Iteration functions¶
val get : t -> int -> (int * float) array
Return the ith TFIDF vector in the model. The format of return is (vocabulary index, weight)
tuple array of a document.
val next : t -> (int * float) array
Return the next document vector in the model. The format of return is (vocabulary index, weight)
tuple array of a document.
val next_batch : ?size:int -> t -> (int * float) array array
Return the next batch of document vectors in the model, the default size is 100.
val iteri : (int -> (int * float) array -> unit) -> t -> unit
Iterate all the document vectors in a TFIDF model. The format of document vector is (vocabulary index, weight)
tuple array of a document.
val mapi : (int -> (int * float) array -> 'a) -> t -> 'a array
Map all the document vectors in a TFIDF model. The format of document vector is (vocabulary index, weight)
tuple array of a document.
val reset_iterators : t -> unit
Reset the iterator to the begining of the TFIDF model.
Core functions¶
val build : ?norm:bool -> ?sort:bool -> ?tf:tf_typ -> ?df:df_typ -> Owl_nlp_corpus.t -> t
This function builds up a TFIDF model according to the passed in paramaters.
Parameters:
* norm
: whether to normalise the vectors in the TFIDF model, default is false
.
* sort
: whether to sort the terms in a TFIDF vector in increasing order w.r.t their vocabulary indices.
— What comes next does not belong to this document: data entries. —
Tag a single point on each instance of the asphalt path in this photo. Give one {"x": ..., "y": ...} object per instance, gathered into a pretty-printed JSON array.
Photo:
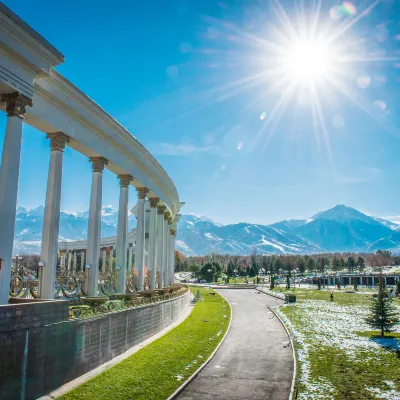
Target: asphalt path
[{"x": 254, "y": 362}]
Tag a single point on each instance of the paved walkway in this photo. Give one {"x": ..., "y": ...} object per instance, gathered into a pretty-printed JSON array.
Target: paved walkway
[{"x": 254, "y": 362}]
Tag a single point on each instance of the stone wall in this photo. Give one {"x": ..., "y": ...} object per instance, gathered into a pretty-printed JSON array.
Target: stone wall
[{"x": 47, "y": 350}]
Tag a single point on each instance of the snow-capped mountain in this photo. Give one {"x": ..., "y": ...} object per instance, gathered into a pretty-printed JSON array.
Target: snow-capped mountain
[
  {"x": 339, "y": 229},
  {"x": 73, "y": 226}
]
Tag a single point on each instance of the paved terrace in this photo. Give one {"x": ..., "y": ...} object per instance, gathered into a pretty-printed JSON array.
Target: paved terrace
[{"x": 254, "y": 362}]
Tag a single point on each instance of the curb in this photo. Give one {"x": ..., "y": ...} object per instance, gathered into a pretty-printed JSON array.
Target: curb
[
  {"x": 195, "y": 373},
  {"x": 293, "y": 388},
  {"x": 269, "y": 294}
]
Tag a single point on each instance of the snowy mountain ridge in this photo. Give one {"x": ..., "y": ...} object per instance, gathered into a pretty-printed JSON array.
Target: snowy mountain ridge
[{"x": 340, "y": 229}]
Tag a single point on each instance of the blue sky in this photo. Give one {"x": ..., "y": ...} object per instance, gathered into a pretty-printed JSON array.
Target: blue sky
[{"x": 195, "y": 82}]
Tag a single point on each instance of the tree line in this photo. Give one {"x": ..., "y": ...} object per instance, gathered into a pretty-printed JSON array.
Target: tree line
[{"x": 212, "y": 266}]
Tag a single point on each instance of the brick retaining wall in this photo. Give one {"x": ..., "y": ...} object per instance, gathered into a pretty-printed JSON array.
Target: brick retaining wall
[{"x": 59, "y": 350}]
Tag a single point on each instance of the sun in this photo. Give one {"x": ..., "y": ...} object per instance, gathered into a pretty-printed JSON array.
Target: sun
[{"x": 308, "y": 61}]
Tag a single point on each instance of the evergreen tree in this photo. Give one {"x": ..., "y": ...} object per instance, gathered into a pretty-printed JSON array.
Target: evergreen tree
[
  {"x": 336, "y": 264},
  {"x": 310, "y": 264},
  {"x": 351, "y": 264},
  {"x": 301, "y": 266},
  {"x": 272, "y": 285},
  {"x": 383, "y": 315},
  {"x": 360, "y": 264},
  {"x": 230, "y": 271},
  {"x": 288, "y": 282}
]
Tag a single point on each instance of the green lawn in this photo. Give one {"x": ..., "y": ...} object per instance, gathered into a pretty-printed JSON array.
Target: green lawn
[
  {"x": 339, "y": 356},
  {"x": 158, "y": 369}
]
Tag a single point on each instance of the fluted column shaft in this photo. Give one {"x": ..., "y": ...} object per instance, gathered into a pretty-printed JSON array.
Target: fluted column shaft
[
  {"x": 172, "y": 256},
  {"x": 51, "y": 222},
  {"x": 153, "y": 242},
  {"x": 140, "y": 232},
  {"x": 122, "y": 232},
  {"x": 74, "y": 264},
  {"x": 166, "y": 249},
  {"x": 94, "y": 227},
  {"x": 130, "y": 256},
  {"x": 160, "y": 244},
  {"x": 9, "y": 176},
  {"x": 82, "y": 260}
]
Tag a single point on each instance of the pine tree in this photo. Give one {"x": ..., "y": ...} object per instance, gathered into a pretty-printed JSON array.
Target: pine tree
[
  {"x": 383, "y": 315},
  {"x": 272, "y": 285},
  {"x": 360, "y": 264}
]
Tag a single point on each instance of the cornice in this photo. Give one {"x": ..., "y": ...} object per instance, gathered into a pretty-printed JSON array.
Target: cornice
[
  {"x": 20, "y": 31},
  {"x": 143, "y": 157}
]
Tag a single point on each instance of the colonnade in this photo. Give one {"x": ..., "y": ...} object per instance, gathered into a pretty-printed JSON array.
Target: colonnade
[{"x": 159, "y": 240}]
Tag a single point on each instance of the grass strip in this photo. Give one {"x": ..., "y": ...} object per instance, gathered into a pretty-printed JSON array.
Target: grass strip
[{"x": 158, "y": 369}]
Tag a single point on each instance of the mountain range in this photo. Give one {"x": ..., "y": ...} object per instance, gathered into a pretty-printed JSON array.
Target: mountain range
[{"x": 339, "y": 229}]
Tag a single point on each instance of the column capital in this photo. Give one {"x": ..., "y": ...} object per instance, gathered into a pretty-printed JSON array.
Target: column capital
[
  {"x": 161, "y": 210},
  {"x": 16, "y": 104},
  {"x": 98, "y": 163},
  {"x": 125, "y": 180},
  {"x": 57, "y": 141},
  {"x": 142, "y": 192},
  {"x": 154, "y": 201}
]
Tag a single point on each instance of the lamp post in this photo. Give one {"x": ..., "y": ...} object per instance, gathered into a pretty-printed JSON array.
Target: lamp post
[
  {"x": 295, "y": 271},
  {"x": 209, "y": 272}
]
The default is false
.
* tf
: type of term frequency used in building TFIDF. The default is Count
.
* df
: type of document frequency used in building TFIDF. The default is Idf
.
* corpus
: the corpus built by Owl_nlp_corpus
model atop of which TFIDF will be built.
I/O functions¶
val save : t -> string -> unit
save tfidf fname
saves the TFIDF to a file of given file name fname
.
val load : string -> t
load fname
loads a TFIDF from a file of name fname
.
val to_string : t -> string
Convert a TFIDF to its string representation, contains summary information.
val print : t -> unit
Pretty print out the summary information of a TFIDF model.
Helper functions¶
val tf_typ_string : tf_typ -> string
Convert term frequency type into string.
val df_typ_string : df_typ -> string
Convert document frequency type into string.
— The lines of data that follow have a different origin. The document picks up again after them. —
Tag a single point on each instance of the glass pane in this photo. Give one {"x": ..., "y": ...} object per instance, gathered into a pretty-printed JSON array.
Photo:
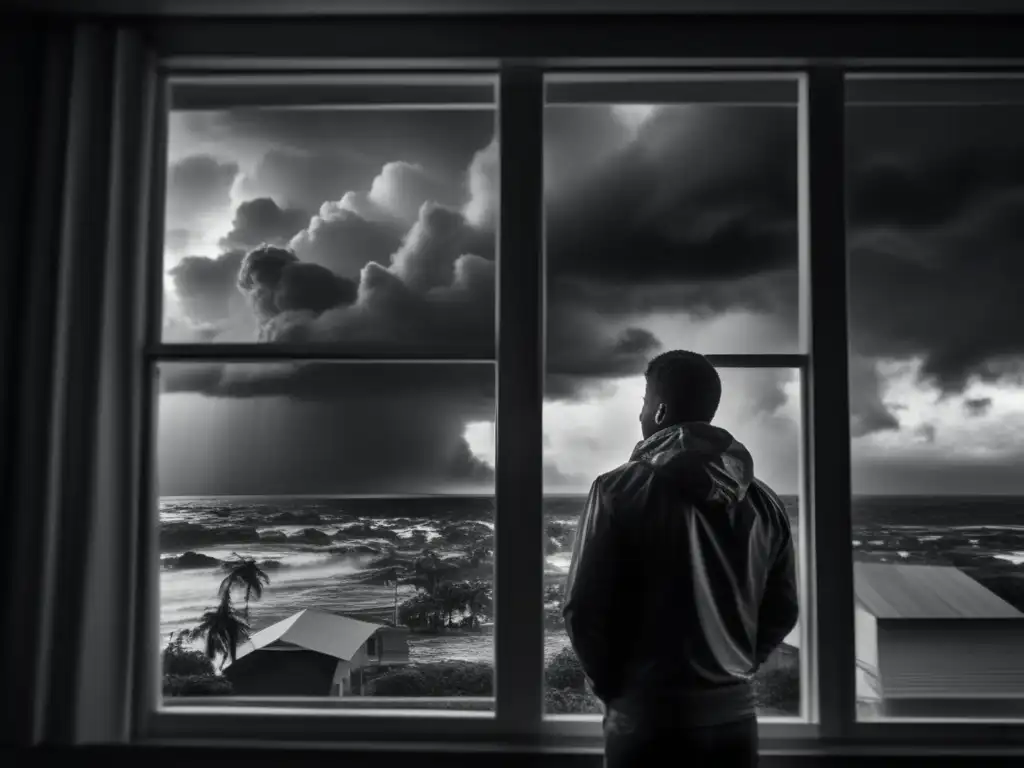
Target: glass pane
[
  {"x": 937, "y": 403},
  {"x": 594, "y": 431},
  {"x": 368, "y": 229},
  {"x": 352, "y": 505},
  {"x": 670, "y": 225}
]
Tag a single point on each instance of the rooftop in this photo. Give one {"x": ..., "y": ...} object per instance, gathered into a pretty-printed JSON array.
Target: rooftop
[
  {"x": 894, "y": 591},
  {"x": 320, "y": 631}
]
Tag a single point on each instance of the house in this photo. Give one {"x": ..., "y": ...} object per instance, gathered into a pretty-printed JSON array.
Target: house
[
  {"x": 315, "y": 653},
  {"x": 931, "y": 640}
]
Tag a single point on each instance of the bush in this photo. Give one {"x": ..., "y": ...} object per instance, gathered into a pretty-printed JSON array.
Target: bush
[
  {"x": 180, "y": 660},
  {"x": 197, "y": 685},
  {"x": 565, "y": 673},
  {"x": 439, "y": 679},
  {"x": 778, "y": 689},
  {"x": 566, "y": 701}
]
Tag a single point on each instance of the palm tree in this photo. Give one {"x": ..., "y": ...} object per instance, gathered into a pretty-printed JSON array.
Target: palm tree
[
  {"x": 223, "y": 628},
  {"x": 246, "y": 574}
]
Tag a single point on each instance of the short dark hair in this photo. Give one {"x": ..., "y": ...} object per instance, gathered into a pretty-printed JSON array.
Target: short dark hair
[{"x": 687, "y": 383}]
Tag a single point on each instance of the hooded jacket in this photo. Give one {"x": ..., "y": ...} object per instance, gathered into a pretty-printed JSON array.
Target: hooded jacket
[{"x": 682, "y": 580}]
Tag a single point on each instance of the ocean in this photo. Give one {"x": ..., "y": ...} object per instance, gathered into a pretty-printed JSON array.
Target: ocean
[{"x": 335, "y": 553}]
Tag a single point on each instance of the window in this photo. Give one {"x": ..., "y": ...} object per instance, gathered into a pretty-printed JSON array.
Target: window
[
  {"x": 327, "y": 407},
  {"x": 672, "y": 222},
  {"x": 934, "y": 185},
  {"x": 333, "y": 268}
]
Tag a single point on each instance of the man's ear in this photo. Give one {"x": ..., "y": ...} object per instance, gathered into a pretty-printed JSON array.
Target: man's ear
[{"x": 660, "y": 414}]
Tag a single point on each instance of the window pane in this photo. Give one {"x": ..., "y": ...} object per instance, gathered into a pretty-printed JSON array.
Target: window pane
[
  {"x": 365, "y": 495},
  {"x": 671, "y": 223},
  {"x": 936, "y": 353},
  {"x": 593, "y": 430},
  {"x": 364, "y": 228}
]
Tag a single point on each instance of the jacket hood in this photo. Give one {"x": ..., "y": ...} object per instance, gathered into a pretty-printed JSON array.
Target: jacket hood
[{"x": 705, "y": 462}]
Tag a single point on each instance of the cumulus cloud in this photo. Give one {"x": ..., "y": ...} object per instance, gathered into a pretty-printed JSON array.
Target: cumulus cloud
[
  {"x": 699, "y": 196},
  {"x": 978, "y": 406},
  {"x": 302, "y": 178},
  {"x": 868, "y": 413},
  {"x": 206, "y": 287},
  {"x": 262, "y": 220},
  {"x": 428, "y": 252},
  {"x": 197, "y": 186},
  {"x": 343, "y": 240},
  {"x": 482, "y": 183},
  {"x": 330, "y": 428},
  {"x": 275, "y": 282},
  {"x": 401, "y": 189}
]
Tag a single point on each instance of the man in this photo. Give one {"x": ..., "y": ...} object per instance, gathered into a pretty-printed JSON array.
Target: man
[{"x": 682, "y": 581}]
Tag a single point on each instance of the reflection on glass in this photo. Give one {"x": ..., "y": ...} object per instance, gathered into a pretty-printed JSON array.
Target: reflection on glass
[
  {"x": 590, "y": 429},
  {"x": 331, "y": 527},
  {"x": 366, "y": 229},
  {"x": 936, "y": 353}
]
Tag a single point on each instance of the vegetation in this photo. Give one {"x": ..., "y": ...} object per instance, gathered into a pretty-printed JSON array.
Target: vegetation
[
  {"x": 179, "y": 659},
  {"x": 564, "y": 672},
  {"x": 245, "y": 573},
  {"x": 439, "y": 679},
  {"x": 440, "y": 602},
  {"x": 188, "y": 672},
  {"x": 223, "y": 629},
  {"x": 197, "y": 685}
]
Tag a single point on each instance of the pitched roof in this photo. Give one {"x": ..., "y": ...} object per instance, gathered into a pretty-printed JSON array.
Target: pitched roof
[
  {"x": 325, "y": 633},
  {"x": 896, "y": 591}
]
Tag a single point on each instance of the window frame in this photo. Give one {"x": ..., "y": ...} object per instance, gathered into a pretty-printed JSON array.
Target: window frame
[{"x": 518, "y": 719}]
val apply : t -> string -> (int * float) array
Convert a single document according to a given model
val normalise : ('a * float) array -> ('a * float) array
normalise x
makes x
a unit vector by dividing its l2norm.
val create : tf_typ -> df_typ -> Owl_nlp_corpus.t -> t
Wrap up a TFIDF model type. Low-level function and you are not supposed to use it.
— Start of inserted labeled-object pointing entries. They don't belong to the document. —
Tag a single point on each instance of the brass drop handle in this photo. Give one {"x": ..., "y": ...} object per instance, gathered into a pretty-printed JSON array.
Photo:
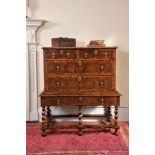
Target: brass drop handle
[
  {"x": 58, "y": 68},
  {"x": 80, "y": 63},
  {"x": 58, "y": 84},
  {"x": 79, "y": 78},
  {"x": 53, "y": 55},
  {"x": 86, "y": 55},
  {"x": 61, "y": 52},
  {"x": 101, "y": 68},
  {"x": 80, "y": 98},
  {"x": 101, "y": 83},
  {"x": 68, "y": 55},
  {"x": 102, "y": 101},
  {"x": 58, "y": 101},
  {"x": 106, "y": 55},
  {"x": 95, "y": 52}
]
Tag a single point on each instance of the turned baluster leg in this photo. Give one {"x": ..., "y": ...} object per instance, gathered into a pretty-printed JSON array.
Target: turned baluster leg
[
  {"x": 116, "y": 132},
  {"x": 43, "y": 128},
  {"x": 109, "y": 114},
  {"x": 48, "y": 115},
  {"x": 80, "y": 121}
]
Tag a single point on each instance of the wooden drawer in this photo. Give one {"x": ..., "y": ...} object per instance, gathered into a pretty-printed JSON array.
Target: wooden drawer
[
  {"x": 79, "y": 100},
  {"x": 95, "y": 67},
  {"x": 78, "y": 83},
  {"x": 60, "y": 54},
  {"x": 96, "y": 53}
]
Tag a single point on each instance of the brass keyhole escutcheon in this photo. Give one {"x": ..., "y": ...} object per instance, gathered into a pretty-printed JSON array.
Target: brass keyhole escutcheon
[
  {"x": 106, "y": 55},
  {"x": 80, "y": 98},
  {"x": 58, "y": 68},
  {"x": 80, "y": 63},
  {"x": 58, "y": 101},
  {"x": 61, "y": 52},
  {"x": 68, "y": 55},
  {"x": 101, "y": 68},
  {"x": 79, "y": 78},
  {"x": 58, "y": 84},
  {"x": 53, "y": 55},
  {"x": 101, "y": 83},
  {"x": 86, "y": 55},
  {"x": 95, "y": 52}
]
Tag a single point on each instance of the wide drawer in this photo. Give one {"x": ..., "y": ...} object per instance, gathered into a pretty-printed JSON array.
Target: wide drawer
[
  {"x": 78, "y": 83},
  {"x": 79, "y": 100},
  {"x": 80, "y": 66},
  {"x": 60, "y": 54},
  {"x": 96, "y": 53}
]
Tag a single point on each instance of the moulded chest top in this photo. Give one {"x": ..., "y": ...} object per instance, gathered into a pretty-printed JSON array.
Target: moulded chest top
[{"x": 112, "y": 47}]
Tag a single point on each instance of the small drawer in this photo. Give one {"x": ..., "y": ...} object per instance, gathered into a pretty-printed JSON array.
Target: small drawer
[
  {"x": 96, "y": 53},
  {"x": 61, "y": 67},
  {"x": 60, "y": 54}
]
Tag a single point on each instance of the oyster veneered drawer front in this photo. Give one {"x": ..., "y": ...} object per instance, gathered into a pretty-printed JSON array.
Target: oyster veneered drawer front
[
  {"x": 60, "y": 83},
  {"x": 96, "y": 53},
  {"x": 96, "y": 83},
  {"x": 61, "y": 67},
  {"x": 80, "y": 100},
  {"x": 60, "y": 54},
  {"x": 103, "y": 67},
  {"x": 79, "y": 83}
]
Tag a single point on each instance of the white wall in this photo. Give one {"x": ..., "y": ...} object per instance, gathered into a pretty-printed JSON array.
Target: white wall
[{"x": 86, "y": 20}]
val all_pairwise_distance : Owl_nlp_similarity.t -> t -> ('a * float) array -> (int * float) array
Calculate pairwise distance for the whole model, return format is (id,dist)
array.
val nearest : ?typ:Owl_nlp_similarity.t -> t -> ('a * float) array -> int -> (int * float) array
Return K-nearest neighbours, it is very slow due to linear search.